In view of the surprise PBOC cut to the 7-day reverse repo rate, we now anticipate more rate cuts in Q2 and Q3. This will bring total monetary easing to the same extent as the cycle in 2022, but less expansionary than that seen in 2020. A prolonged easing cycle leading to a sustained credit upswing is unlikely to be PBOC’s intended outcome.
What you will learn:
- Recent reports hinting at forthcoming piecemeal support for the property sector and on policy banks’ relending programmes for industries are also congruent with our new policy assumptions. Improving China’s credit multiplier will necessarily require more efficient and productive allocation of resources.

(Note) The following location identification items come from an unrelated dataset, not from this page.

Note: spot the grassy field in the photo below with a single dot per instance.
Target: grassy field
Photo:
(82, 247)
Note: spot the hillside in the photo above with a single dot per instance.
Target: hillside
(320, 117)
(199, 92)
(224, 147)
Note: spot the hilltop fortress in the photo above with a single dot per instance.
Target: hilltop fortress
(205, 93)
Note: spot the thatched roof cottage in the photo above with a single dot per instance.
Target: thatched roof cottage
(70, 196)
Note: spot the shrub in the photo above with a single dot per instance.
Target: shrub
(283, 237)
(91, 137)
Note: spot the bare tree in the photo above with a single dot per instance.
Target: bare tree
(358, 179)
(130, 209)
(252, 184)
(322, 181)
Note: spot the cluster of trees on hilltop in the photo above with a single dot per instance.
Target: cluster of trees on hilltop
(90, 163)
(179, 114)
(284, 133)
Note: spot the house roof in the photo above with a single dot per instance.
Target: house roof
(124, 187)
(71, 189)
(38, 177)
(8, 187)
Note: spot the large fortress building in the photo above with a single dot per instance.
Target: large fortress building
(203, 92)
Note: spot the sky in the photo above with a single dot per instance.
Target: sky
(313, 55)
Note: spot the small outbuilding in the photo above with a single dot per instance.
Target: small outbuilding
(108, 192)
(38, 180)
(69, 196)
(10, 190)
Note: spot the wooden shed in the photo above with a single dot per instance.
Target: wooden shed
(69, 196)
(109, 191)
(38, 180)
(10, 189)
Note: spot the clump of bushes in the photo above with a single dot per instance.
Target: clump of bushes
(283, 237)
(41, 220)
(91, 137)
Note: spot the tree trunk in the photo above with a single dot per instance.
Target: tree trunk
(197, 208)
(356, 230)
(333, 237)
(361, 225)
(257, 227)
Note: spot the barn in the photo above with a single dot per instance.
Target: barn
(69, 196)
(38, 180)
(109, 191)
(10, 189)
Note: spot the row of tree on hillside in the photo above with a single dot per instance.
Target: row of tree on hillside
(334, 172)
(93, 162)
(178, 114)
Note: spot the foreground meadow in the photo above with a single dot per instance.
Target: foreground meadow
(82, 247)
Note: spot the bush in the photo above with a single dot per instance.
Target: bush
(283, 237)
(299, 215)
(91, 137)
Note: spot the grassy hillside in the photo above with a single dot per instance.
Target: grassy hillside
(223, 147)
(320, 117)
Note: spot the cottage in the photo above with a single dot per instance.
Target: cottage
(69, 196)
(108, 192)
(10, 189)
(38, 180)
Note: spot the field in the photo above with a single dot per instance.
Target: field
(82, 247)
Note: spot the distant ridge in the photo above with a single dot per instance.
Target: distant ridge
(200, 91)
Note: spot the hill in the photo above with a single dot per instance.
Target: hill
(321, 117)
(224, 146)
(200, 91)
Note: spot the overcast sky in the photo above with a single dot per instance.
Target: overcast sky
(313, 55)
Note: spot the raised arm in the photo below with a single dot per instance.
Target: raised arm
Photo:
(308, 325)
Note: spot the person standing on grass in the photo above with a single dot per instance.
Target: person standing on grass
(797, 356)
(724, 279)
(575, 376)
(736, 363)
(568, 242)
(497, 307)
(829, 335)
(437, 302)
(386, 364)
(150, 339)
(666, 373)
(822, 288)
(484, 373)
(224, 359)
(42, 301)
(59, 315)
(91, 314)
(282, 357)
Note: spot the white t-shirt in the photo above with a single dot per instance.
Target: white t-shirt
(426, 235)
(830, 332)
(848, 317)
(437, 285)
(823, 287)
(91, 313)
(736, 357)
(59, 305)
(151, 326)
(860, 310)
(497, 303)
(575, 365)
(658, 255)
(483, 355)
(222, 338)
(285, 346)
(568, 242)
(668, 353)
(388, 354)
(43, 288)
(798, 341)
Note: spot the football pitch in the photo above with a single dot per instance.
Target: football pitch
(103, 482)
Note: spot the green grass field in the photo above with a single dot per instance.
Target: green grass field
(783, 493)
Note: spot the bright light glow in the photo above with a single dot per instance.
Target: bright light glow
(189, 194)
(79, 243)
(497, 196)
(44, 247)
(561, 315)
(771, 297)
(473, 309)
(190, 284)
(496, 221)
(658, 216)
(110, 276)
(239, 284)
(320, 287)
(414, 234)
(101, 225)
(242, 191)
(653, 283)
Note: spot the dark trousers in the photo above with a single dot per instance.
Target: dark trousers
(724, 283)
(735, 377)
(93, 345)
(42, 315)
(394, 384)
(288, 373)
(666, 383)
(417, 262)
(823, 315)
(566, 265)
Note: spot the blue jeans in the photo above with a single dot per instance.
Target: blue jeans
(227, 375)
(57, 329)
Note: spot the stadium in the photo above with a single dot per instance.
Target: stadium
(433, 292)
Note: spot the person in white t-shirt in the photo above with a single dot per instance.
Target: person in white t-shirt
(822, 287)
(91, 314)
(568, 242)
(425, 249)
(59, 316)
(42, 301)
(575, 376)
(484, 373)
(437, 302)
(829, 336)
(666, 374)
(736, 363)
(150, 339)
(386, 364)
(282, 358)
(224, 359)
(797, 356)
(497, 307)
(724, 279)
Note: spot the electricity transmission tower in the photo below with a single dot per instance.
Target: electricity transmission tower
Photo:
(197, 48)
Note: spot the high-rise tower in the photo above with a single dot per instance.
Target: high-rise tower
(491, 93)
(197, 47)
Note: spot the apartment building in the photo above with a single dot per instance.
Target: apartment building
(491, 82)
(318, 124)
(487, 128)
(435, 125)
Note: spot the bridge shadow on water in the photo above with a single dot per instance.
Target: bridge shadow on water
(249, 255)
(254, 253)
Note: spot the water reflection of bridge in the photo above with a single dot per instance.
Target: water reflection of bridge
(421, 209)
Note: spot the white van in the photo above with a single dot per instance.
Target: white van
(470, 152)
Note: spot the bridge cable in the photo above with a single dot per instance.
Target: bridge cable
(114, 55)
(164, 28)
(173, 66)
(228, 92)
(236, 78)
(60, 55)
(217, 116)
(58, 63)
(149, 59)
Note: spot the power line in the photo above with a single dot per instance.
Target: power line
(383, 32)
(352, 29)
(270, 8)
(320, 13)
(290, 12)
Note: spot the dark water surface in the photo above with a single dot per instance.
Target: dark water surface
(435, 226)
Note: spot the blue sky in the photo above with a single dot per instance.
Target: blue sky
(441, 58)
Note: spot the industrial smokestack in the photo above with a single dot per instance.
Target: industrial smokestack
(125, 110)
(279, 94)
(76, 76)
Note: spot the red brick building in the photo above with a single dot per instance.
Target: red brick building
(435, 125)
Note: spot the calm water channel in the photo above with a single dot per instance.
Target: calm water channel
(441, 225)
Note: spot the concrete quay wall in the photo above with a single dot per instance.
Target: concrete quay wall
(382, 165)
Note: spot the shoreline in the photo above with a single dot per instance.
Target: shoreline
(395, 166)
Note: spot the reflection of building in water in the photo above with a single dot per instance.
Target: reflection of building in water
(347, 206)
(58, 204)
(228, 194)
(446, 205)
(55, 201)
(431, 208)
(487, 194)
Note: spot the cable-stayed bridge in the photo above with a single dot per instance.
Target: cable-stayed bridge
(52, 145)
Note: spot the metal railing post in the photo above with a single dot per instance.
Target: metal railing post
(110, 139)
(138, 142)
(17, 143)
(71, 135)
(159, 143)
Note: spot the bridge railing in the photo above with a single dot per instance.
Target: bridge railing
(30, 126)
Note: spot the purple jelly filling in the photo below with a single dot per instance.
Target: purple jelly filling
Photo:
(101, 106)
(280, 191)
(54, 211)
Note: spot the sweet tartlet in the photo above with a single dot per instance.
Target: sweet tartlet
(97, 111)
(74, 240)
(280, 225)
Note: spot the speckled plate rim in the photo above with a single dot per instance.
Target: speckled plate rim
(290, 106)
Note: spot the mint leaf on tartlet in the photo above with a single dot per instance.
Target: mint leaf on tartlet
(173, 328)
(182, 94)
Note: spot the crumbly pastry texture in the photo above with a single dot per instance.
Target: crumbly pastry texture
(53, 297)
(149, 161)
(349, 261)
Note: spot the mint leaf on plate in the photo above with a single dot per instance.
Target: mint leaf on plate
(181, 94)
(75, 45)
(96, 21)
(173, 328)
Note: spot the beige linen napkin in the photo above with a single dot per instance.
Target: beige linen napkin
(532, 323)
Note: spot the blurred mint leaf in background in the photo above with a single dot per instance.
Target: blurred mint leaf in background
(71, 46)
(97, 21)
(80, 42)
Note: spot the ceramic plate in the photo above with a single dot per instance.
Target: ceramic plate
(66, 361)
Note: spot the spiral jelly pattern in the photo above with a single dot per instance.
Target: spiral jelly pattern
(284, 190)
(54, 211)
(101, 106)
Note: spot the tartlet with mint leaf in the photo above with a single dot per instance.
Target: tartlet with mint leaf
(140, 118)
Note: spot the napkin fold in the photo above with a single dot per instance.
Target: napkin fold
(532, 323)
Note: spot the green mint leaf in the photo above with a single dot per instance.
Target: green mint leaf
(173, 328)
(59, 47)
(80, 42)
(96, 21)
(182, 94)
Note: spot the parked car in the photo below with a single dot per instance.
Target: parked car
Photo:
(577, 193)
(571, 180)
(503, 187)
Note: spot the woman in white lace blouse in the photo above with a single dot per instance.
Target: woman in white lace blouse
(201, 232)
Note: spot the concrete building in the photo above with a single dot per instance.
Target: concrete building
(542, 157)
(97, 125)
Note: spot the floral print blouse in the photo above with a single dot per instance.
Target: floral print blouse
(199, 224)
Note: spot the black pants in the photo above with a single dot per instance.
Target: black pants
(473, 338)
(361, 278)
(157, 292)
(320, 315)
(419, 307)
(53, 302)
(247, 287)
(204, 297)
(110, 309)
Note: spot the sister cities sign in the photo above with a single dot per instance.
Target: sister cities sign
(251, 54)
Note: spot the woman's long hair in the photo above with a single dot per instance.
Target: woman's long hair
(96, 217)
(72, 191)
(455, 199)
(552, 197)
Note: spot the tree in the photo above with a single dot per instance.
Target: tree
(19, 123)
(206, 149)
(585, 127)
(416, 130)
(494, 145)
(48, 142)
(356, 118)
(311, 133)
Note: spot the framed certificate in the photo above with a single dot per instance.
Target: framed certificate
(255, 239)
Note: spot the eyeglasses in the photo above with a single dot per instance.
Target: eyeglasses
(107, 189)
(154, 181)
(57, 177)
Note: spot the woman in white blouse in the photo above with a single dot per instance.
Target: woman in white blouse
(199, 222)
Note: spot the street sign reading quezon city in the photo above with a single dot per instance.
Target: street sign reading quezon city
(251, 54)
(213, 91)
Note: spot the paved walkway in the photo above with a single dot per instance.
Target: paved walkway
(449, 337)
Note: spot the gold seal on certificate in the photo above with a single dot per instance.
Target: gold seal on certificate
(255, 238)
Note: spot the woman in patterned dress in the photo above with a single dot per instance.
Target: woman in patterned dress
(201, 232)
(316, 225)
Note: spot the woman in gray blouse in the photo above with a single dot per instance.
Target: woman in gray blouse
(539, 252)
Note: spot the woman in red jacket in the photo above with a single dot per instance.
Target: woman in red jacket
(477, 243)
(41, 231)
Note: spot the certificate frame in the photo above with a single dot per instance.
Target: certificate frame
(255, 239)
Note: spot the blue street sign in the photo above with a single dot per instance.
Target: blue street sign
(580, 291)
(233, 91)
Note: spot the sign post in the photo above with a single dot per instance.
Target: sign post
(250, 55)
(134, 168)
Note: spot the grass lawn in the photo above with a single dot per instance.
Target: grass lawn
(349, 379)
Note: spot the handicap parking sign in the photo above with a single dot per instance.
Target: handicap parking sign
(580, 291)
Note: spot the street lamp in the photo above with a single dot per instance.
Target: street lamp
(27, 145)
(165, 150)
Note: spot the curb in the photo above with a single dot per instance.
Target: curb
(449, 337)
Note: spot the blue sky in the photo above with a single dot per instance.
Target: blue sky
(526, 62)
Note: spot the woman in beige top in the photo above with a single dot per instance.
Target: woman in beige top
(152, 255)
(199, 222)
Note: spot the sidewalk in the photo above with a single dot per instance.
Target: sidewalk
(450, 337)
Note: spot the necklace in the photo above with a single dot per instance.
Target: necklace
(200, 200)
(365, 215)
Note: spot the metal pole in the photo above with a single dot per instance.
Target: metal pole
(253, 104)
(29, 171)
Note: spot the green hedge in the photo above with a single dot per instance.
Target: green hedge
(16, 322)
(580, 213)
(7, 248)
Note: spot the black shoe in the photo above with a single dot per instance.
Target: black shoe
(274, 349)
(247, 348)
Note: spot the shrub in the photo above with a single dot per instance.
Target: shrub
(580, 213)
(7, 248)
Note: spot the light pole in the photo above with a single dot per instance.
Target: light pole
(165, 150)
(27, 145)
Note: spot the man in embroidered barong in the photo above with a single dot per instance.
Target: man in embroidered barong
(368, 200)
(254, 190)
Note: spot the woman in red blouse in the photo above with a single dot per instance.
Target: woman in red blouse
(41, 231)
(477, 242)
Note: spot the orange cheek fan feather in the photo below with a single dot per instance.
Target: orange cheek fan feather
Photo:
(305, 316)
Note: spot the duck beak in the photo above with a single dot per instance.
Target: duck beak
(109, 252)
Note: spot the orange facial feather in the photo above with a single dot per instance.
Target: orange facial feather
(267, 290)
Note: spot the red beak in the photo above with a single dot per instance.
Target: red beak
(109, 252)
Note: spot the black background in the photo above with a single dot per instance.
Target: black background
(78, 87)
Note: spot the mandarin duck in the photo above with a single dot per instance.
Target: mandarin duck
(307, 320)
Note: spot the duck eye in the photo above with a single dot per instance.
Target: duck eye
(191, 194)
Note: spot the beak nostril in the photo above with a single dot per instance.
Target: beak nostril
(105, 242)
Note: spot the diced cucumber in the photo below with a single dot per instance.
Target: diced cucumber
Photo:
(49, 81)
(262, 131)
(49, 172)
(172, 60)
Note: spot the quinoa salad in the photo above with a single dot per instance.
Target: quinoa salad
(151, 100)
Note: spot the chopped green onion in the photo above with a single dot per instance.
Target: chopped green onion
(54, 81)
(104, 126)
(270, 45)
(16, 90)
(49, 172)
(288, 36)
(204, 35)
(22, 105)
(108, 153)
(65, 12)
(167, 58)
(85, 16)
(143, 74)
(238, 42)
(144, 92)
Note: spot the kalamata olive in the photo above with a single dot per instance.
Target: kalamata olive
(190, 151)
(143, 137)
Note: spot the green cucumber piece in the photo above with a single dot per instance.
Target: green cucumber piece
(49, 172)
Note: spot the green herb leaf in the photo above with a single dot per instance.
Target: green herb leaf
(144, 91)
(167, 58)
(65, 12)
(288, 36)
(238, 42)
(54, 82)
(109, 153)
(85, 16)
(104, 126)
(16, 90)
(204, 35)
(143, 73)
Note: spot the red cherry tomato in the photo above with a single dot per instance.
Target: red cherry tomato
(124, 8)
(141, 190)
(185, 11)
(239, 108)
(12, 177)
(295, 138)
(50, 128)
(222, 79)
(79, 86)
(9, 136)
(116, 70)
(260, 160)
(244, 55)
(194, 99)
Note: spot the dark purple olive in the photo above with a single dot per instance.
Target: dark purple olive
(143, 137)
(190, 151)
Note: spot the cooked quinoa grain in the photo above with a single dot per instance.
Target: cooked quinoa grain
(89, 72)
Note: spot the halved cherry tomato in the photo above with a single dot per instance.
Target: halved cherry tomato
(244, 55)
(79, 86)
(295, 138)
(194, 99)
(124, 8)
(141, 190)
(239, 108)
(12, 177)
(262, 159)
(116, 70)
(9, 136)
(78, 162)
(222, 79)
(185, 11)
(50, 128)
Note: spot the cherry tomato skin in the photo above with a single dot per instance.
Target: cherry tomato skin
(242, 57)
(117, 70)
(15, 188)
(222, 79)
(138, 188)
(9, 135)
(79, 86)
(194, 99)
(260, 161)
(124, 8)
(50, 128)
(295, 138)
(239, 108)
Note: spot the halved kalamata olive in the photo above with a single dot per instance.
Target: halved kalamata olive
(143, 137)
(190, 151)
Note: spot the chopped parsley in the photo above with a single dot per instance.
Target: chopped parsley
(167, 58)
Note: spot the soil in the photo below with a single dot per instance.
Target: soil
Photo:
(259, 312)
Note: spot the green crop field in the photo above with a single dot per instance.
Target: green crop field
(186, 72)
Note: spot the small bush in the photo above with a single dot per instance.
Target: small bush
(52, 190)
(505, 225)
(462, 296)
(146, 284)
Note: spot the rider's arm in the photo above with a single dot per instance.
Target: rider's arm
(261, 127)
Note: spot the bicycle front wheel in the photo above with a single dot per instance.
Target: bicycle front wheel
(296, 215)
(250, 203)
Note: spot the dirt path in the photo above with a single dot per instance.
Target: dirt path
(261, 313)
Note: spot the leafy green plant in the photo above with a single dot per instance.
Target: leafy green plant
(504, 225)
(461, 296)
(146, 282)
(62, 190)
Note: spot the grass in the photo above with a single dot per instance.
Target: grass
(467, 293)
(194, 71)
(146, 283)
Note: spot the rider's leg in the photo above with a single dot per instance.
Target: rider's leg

- Rate cuts at this juncture might help assuage investors’ immediate concerns over the lack of policy responses to slowing growth momentum, but the confidence boost is unlikely to last in the context of a slow-burning property sector correction, still-weak income growth, and a deteriorating external demand outlook.
- Furthermore, unless credit demand and banks’ risk appetite rise sufficiently, the real economy boost from lower rates and increased credit supply are likely to be marginal, making our baseline forecast of a managed slowdown a more likely prospect.